The Florida Agency for Health Care Administration last month filed a lawsuit in federal court in Tampa, claiming that the federal government was exceeding its authority in pushing the provision. A hearing on the ongoing dispute is scheduled for April 18.

The expansion would have raised the family income limit for children to qualify for the program from 200% to 300% of the federal poverty level. It was estimated to provide health insurance for an additional 42,000 Florida children, according to an analysis of the bill.

The federal Children’s Health Insurance Program would cover about 72% of the cost, roughly $25 million per year, with the state picking up the remainder, estimated at about $10 million.

Monthly premiums for KidCare are either $15 or $20 depending on household income, but most families pay nothing at all, according to the KidCare website.

Child health advocates said the new federal rules will help low-income families ensure that their children can still receive medical care. Waiting periods for child health insurance programs are “outdated red tape barriers” to medical care for children, said Joan Alker, executive director at the Georgetown University Center for Children and Families.

“It is high time to get rid of these policies that place additional burdens on families,” she said.

Florida is now in the last month of its redetermination process, a period when it planned to assess the eligibility of children with complex medical needs.

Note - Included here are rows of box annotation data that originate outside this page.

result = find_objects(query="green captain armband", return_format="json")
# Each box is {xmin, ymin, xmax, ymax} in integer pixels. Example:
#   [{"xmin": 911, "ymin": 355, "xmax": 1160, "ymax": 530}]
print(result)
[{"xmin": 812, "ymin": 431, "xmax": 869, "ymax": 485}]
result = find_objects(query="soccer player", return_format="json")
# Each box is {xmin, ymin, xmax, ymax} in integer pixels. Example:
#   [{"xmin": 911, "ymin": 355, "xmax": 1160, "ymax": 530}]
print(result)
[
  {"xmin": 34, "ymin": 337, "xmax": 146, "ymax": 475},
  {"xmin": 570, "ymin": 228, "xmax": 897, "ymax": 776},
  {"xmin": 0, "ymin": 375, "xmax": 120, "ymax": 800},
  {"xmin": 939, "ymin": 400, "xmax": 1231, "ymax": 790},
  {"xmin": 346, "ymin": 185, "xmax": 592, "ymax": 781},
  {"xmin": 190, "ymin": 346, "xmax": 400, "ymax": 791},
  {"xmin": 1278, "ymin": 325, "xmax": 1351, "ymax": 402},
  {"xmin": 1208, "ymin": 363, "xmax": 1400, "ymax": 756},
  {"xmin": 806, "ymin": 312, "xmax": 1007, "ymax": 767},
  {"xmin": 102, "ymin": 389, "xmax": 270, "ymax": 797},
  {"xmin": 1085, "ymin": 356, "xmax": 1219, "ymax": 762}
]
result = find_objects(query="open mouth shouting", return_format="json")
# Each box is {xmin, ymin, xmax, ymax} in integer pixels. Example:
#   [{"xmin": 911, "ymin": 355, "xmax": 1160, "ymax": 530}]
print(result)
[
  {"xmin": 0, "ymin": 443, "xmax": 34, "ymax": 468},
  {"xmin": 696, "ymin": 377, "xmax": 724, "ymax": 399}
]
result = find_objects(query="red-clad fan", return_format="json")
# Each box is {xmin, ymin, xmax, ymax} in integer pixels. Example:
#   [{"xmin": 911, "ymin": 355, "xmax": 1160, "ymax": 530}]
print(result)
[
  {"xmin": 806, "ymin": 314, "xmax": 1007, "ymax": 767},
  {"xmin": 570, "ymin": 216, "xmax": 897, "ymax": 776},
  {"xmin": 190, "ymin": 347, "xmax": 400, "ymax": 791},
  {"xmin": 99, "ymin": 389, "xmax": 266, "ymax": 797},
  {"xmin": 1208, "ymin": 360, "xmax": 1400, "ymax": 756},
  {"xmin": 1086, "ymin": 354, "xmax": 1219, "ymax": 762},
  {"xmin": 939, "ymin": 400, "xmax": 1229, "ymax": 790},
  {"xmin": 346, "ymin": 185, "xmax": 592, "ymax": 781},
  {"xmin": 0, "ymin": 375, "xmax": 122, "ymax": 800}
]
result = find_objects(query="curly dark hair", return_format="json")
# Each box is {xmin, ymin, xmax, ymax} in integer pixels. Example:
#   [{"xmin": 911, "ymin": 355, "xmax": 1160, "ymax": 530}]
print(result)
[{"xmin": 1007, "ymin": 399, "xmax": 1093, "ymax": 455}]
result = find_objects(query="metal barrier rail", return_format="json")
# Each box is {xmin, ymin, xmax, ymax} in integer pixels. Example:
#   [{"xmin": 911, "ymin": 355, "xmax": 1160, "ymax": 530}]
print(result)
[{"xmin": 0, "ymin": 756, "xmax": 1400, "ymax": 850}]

Officials at the Florida Health Justice Project, a nonprofit that advocates for increased access to health care, said they have had a recent uptick in calls from panicked parents who were told by their child’s healthcare provider that their Medicaid coverage will lapse at the start of April.

“Parents need to know now what their options are and how they can best keep their children covered,” said Miriam Hartmatz, the nonprofit’s advocacy director.